Digital Billboards: A Distracting Danger

When you’re driving, it’s wisest to keep your eyes on the road. Yet thousands of companies post their products, menus, or new movies on bill boards by the road side, beckoning us to get distracted for a moment. While billboards are an effective way to advertise, they are also the potential for an accident. Normally, on a traditional billboard, it only takes a matter of seconds to glance at the attention-grabbing advertisement. Yet when it comes to digital billboards, there is additional danger. These new electronic signs blink with a variety of ads or videos that can take a driver’s eyes off of the road ahead for a matter of seconds or minutes. When there are many of these digital billboards in a row, it only heightens the amount of distraction.

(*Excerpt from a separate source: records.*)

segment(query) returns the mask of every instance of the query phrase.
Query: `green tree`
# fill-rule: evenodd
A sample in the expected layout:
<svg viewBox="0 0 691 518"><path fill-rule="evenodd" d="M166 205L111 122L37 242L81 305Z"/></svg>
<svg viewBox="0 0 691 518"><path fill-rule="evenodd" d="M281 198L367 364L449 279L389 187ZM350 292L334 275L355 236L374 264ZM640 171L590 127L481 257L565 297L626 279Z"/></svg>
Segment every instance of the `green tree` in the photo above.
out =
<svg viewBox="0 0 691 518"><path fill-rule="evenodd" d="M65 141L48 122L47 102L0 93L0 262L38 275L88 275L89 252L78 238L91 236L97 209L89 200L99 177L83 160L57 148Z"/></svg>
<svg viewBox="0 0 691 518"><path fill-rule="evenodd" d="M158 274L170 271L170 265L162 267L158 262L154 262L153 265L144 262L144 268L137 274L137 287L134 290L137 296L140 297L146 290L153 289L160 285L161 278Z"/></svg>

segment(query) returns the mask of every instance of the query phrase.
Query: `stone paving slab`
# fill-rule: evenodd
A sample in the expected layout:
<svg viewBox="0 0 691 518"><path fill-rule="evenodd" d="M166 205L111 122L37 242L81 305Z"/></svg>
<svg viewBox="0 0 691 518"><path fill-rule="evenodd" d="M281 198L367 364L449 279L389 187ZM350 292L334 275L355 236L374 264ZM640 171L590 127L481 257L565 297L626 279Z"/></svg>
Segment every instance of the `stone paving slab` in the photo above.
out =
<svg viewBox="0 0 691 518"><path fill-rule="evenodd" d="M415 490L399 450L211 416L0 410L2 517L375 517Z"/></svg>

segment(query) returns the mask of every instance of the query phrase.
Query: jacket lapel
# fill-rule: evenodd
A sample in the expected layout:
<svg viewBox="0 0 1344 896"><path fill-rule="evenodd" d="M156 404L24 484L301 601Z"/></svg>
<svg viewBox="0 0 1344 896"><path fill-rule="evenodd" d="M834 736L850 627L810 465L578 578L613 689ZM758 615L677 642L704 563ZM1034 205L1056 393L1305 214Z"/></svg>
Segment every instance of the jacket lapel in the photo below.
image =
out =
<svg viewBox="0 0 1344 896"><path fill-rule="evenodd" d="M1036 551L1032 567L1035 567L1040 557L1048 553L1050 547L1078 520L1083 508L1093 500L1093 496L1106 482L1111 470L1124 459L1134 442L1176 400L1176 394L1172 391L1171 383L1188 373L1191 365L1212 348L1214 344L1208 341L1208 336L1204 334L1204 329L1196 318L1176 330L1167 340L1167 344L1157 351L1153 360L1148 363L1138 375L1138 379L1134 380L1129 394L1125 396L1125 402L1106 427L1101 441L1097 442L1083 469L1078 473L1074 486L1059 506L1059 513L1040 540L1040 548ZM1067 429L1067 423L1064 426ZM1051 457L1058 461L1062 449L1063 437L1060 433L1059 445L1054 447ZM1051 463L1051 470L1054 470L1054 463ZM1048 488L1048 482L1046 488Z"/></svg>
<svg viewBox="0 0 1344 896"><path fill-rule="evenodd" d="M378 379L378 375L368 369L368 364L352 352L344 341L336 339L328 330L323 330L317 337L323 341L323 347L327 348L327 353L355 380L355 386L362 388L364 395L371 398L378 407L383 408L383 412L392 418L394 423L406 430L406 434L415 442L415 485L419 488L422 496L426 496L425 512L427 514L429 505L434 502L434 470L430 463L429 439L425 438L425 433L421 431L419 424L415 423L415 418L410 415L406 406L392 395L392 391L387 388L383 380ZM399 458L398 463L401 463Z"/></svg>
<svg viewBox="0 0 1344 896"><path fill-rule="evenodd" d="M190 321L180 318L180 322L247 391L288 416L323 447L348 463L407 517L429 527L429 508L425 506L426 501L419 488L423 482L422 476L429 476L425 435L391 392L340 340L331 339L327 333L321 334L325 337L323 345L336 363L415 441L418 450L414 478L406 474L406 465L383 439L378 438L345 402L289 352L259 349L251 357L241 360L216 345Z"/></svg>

The New York Times writes that these high-tech billboards blend the allure of Times Square with the immediacy of the internet. Many of the billboards change images every eight to ten seconds, and the images normally move much like a commercial. Billboards can cycle through many images on one screen, holding a driver’s attention. They can even change depending on the time of day. Some of the boards show coffee in the morning, cheeseburger deals at lunch time, and the latest headlines when something groundbreaking occurs in the news. The billboards are not only flashy; they are also economic for owners. They can pack more advertisements into one place, bringing in more cash.

The billboard engineers say that there is no research proving that the digital boards heighten crashes, but critics say that the ever changing signs are like “television on a stick” and give drivers yet another distraction that they don’t need out on the road. Abby Dart, an executive director of Scenic Michigan, says that the boards are weapons of mass destruction and can be more distracting then a cell phone. This is because they not only avert the driver’s attention, but his or her eyes as well. Scenic Michigan is just one of the many state organizations that are out to stop the construction of these roadside signs. In this state, lawmakers recently held hearings about the bright billboards and considered imposing a two-year moratorium on erection of the signs in the state.

Michigan’s stand against the billboards has spread like a contagion, causing other states to voice their concerns as well. The Federal Highway Administration says that they are conducting a study about the billboards and will soon be able to see whether drivers look at the digital billboards and exactly how long the average motorist watches the flashing pictures. Currently, only about 2,000 of America’s 450,000 billboards are digitized. However, this is likely to change as more and more companies go for the futuristic and more appealing attractions. In the future, The New York Times estimates that almost 15 percent of all America’s billboards could go digital and the percentage may increase as the boards surge in popularity.

Most of the time the digital signs are used in heavy traffic areas, where a person who is too fixated on the sign has a change of ramming into the car in front or failing to notice the red traffic light head. The Federal Highway Administration currently rules that a digital billboard is legal as long as it is not too bright and the ad does not exceed four seconds. However, not all of the digitized commercials abide by this rule. While one study by Virginia Tech says that the billboards don’t distract drivers any more than regular boards do, many highway safety groups beg to differ. The Virginia Tech study was sponsored by the billboard industry, and even researchers admitted that they should study the subject further. Make sure to avoid looking at these bright, entertaining signs when out on the road in order to avoid a terrible accident.